As for health, forty years after, from what I’ve seen, it’s often the jocks who are the most overweight and have bad knees, backs and hips. For some reason gluttony for “manly food” and beer seems to be a constant feature of sports culture.

The identification of sports with schools is entirely unfortunate, there is the already mentioned crypto-fascism of “school spirit” but the mania for school sports also brings other problems. Many of the principalis and, especially, vice-principals in the schools I’m familiar with seem to have little apart from their having been sports coaches to qualify them. There have been teachers hired outside of their college majors based on their coaching qualifications. One basketball coach in our highschool majored in business, was hired to teach biology to vocational students** and went on to teach history, also to vocational students who generally get the educational short stick. He was the tallest and one of the most incompetent teacher in the place. And he wasn’t a very good coach as it turned out. He’s a vice principal now.

Well, some of us never give in to the pressure and once liberated from that form of penal servitude we are happily free to ignore sports in most, though not all instances. I couldn’t care less about any of it, except for when some sector of the sports industry tires to extort tax money from a public denied the most basic services it has a right to expect. I don’t dislike people just for their being involved in professional sports and am glad to find out there are some of them who are fine people. Though I’m never, ever surprised to hear some sports star endorse a Republican.


* What there really is, is something cruel and sick about adults who continue and encourage that school age pecking order behavior against children down to ages you can count on one hand. There isn’t anything more despicable than an adult who does that, some of them employed as teachers. The ones who do that are generally built by sports and sports fandom.
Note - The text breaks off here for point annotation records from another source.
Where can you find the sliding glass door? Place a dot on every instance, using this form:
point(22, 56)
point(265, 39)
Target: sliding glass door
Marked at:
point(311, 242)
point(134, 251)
** Vocational track students are often the victims of the least competent teachers in a school. People who often go on to work growing and handling food and caring for young children and sick people would seem to need better biology teachers than people who are going to major in English or history or financial piracy.

Update: Just remembered, Ruth Moore, the finest writer my state has yet produced, in my opinion, gave the about best account of what this was like in her novel The Walk Down Maine Street.